噫~~这么一想,许多人心里不由慌了起来,难道又要打仗了?这仙人大老爷们怎么总是争来打去的呢?
天空乌朦朦的,明明该是秋高气爽的初秋季节,却没有半点舒展之意,反倒是那天穹之上的乌云压得世人心中烦闷日重,各地灾祸邪祟频发,瞭望台的求援往来文件已经在金光瑶的案上累积了半人高,哪怕他恨不得一人生出八只手来也应付不了,只好去信姑苏,请结拜兄长泽芜君蓝曦臣来金鳞台援手,免了自己被文案淹没之危。
“阿瑶?你累了吗?”
泽芜君放下手中批阅完的信件,侧头看见金光瑶拿着一份文书失神不由关切的询问了一句。
“不……我没事。”金光瑶猛地回神,犹豫了一下,他抬眼看着一如多年以前温雅君子的义兄,“二哥,你相信死者重归于世吗?”
“死者?夺舍吗?”说起死者重归,泽芜君第一反应就跟大多数修者一样,想到了夺舍邪术。
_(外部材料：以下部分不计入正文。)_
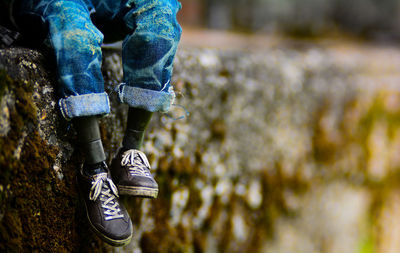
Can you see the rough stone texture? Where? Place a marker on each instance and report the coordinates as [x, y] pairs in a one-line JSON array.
[[290, 149]]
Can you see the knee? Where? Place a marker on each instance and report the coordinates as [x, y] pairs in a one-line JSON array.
[[70, 28], [156, 17]]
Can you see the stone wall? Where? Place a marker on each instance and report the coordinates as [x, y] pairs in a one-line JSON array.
[[290, 149]]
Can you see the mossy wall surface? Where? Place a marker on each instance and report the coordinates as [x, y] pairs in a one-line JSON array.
[[286, 150]]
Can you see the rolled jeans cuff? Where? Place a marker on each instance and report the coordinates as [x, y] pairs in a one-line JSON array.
[[84, 105], [150, 100]]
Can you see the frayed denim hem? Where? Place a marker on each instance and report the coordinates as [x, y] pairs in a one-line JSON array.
[[84, 105], [150, 100]]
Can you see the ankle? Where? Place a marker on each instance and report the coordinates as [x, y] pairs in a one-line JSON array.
[[93, 169]]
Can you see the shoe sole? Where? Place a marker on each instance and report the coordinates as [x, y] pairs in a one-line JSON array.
[[112, 242], [138, 191]]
金光瑶摇了摇头没有再多言,而是将手中的信报递到了泽芜君面前,虽然有些莫名,但泽芜君还是接过那张薄薄的信纸阅览了上面的信息,下一刻便也吃惊地睁大了眼睛。
“这……这消息可属实?”他翻过纸面看了看,发现是夷陵一带瞭望台的标记。
“我也不知,不过我手下修士刚传来消息说带回了子轩兄长,此刻正在回金鳞台的路上,是否属实,等几日后子轩兄长抵达金鳞台自然见分晓。”
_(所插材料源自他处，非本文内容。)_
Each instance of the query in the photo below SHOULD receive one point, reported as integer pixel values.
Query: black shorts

金光瑶没敢说出口的是他心口不可抑制的慌乱,信中提到复活之人不止一两个,仙门百家几乎都有,那个几乎快成为他噩梦的人呢?是不是也回来了?
“阿瑶?”再次看到金光瑶不自觉走神,泽芜君开口劝道,“你还是先去休息一下吧。”
“那……好吧……”金光瑶本想推却的,但自己现下确实无法集中精神,也就不再勉强,“二哥,姑苏那边,你有去信向忘机确认吗?消息说,仙门百家都有人回到了人世,令尊青蘅君……”
“好!我马上给家里去信。”想到金光瑶说的可能,事关早逝的父亲,沉稳如蓝曦臣也不免激动几分。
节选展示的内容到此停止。